In Santa we trust
Saint Nicholas. Kris Kringle. Pelznickel. Papa Noel. Father Christmas. Santa Claus.
For more than 40 years, Chuck Karnehm ’89 — an education graduate who received a master's from UD in 1991 and retired as a second grade teacher — has been living a double life. He is the jolly fat man who goes by many names in the red suit with fur trim, a long white beard and fondness for cookies and milk.
“It was truly a very special time in my life,” Karnehm said.
Through his years volunteering as a professional Santa Claus, Karnehm has had to reveal his "secret identity" to those close to him, including his grandchildren. He recently published a book, Grandpa Jack and the Legend of Santa’s Helpers, chronicling his story of how he told his grandson all about Santa.
In 2015, Karnehm and his wife, Jane Baumer Karnehm ’84, welcomed their daughter Lindsey and her husband into their home for several weeks after the sale of the couple's house. Lindsey’s three children, Bella, Jack and Lilly, also moved in. The middle child Jack, who was in second grade at the time, started to have questions about the "big guy" as the holidays approached.
“We worried about Jack because during Christmas time, I'm in and out of the house dressed as Santa Claus all the time,” he said. “So, we didn't want to ruin it for Jack.”
His wife and daughter helped Karnehm decide how he was going to explain to Jack why Jack might see his grandpa around the house dressed as Santa.
“I said, ‘Hey Jack, I got some errands to run, you want to go with me?’” Karnehm said. Along the way, he told Jack that Grandpa was one of the helpers that Santa has across the world.
“His eyes were as big as saucers, and I almost had to reach over and close his mouth a few times,” Karnehm laughed. “The real kicker was, my wife had set up my Santa suit in the closet of our bedroom, so as I brought Jack back into the house, it was hanging there displayed with the big boots on the ground beneath it. It was an amazing moment.”

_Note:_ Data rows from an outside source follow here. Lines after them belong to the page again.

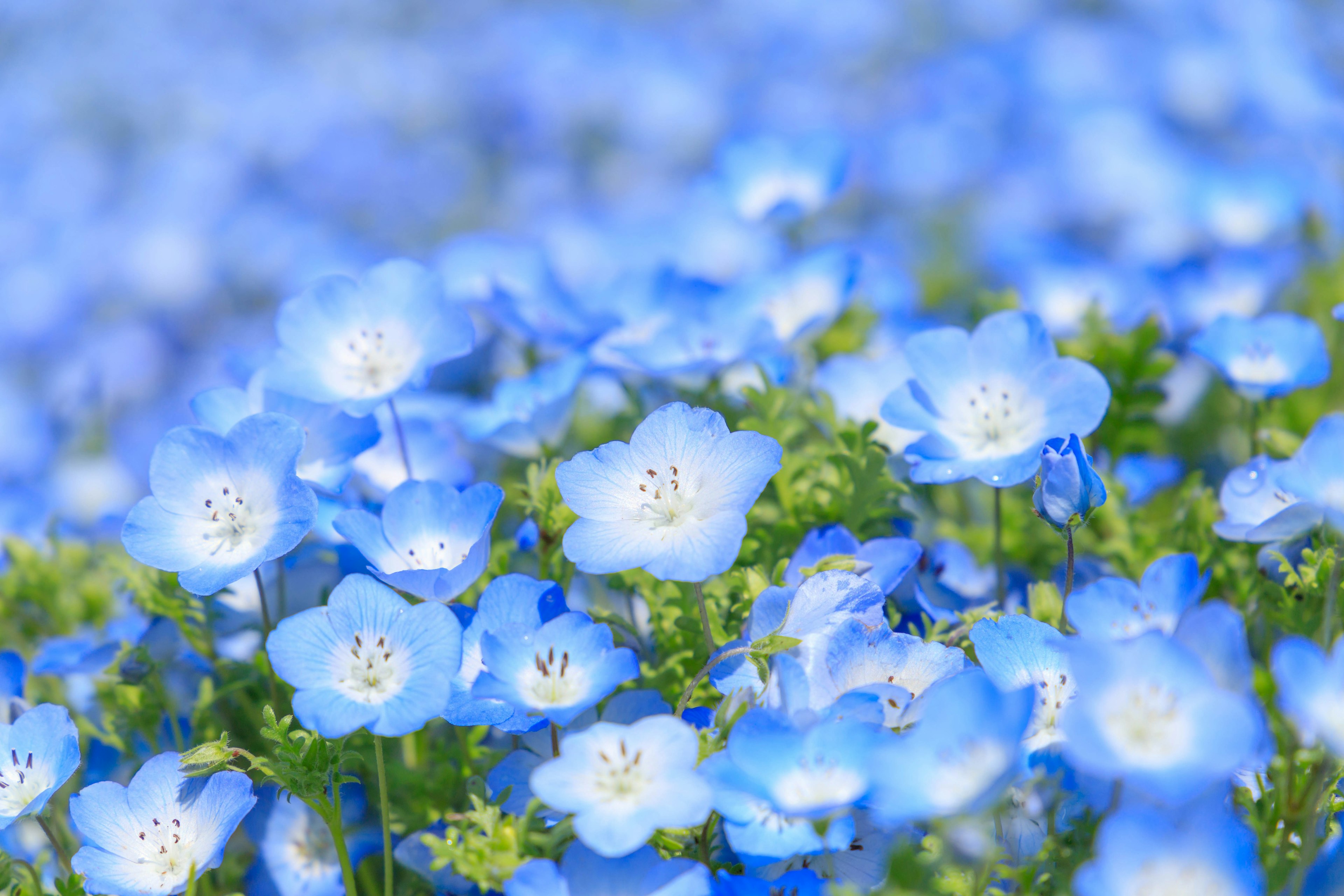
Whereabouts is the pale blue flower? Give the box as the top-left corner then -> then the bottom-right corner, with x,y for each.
882,312 -> 1110,488
70,752 -> 257,896
121,414 -> 317,594
332,479 -> 504,603
555,402 -> 782,582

“His eyes were as big as saucers, and I almost had to reach over and close his mouth a few times.”
The story began to grow throughout the family, Karnehm said, and his children, including daughter and fellow UD graduate Kathryn Karnehm Hamlin ’00, began encouraging him to get the story down on paper in the form of a children’s book.
Karnehm’s journey of playing Santa began in the late 1970s when he purchased an authentic Santa suit from a local department store to dress up for his co-workers at a Christmas party his company was hosting. He said that one event was what started an annual tradition.
“It just caught on that I played Santa Claus, and people would ask me to go to a party or whatever,” he said.
For the next 13 years he volunteered on behalf of Santa with the local police department in Troy, Ohio, which went around with him dressed in red to area elementary schools to hand out candy canes to young students around the holidays. Then, he was asked to help out Santa for the city of Troy, and that lasted for another 29 years.
“Each year, I would light the tree in the center of town, and they have a Santa house that I would spend time talking to all the local kids,” Karnehm said.
It was those several years of playing Santa and the look he saw in his grandson’s eyes that fateful day that motivated him to write the book, Karnehm said.
“To this day, (Jack) still talks about when we went out and he found out about the story of Santa Claus,” he said. “Hopefully he will remember that story for a long time.”